理想的な現実に向かうために必要なものは何だろうか。
希望、自信、確信、計画、様々なふうに考えられる。そこで、人の行動について単純化して考えてみる。
現在いる地点をAとして、向かいたい地点をZとする。そうすると必要なのはまず、Zに向かう方角or道のりを知る必要がある。
そして、Zに向かう道がとても長く厳しいものだとしたら、そこに辿り着くための長く持つ動力が必要になる。
まとめると、A→Zに必要なのは
①A→Zの大まかな方角or道のり
②Zに届く出力・持続力を持つ動力
①を知るために知識や思考力が必要だ。なくてもランダムウォークを繰り返すうちに辿り着くかもしれないが、確率は大きく下がる。

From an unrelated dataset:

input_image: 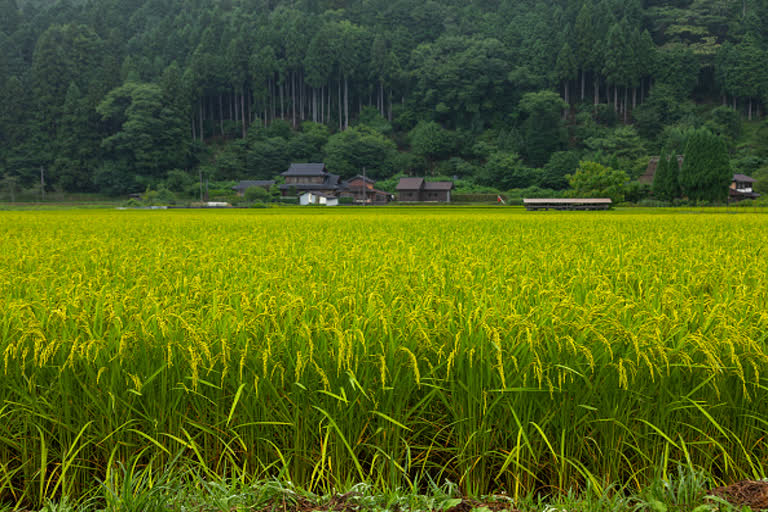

②は心の働きだ。それに向かうパワーを生む必要がある。パワーは脳内報酬系の働きだ。脳内報酬系がZに向かう方向に働き続けてくれればいい。
②についてもう少し考えてみる。人が行動を起こす時とはどんな場合だろうか。
・テストでいい点を取りたいから勉強する
・暑いからエアコンのスイッチを押す
・Hなことをしたいから女の子をナンパする
・喉が渇いたから飲み物を買う
・苦しみから逃れるために自殺する
全ての行動の共通点は、不快→快に向かう方向に進むことではないだろうか。ここでいう快とは快感だけでなく、快適を指す。
つまり、その人にとって快適な状態があり、その快適な状態に向かうために行動すると言える。
不快な状況+行動→快適な状況
そして脳は、この行動を起こすかどうかを判断している。判断材料となるものは何だろうか。
・不快な状況の不快度合い
・行動にかかるコスト
・快適な状況の快の度合い
それぞれ行動に与える影響を考える。人は現状が不快であるほどにそこから強く逃れようとするだろう。不快度は正の影響。コストが大きいほどやる気をなくす。負の影響。得られる(と思う)快感が大きいほどやる気をだす。正だ。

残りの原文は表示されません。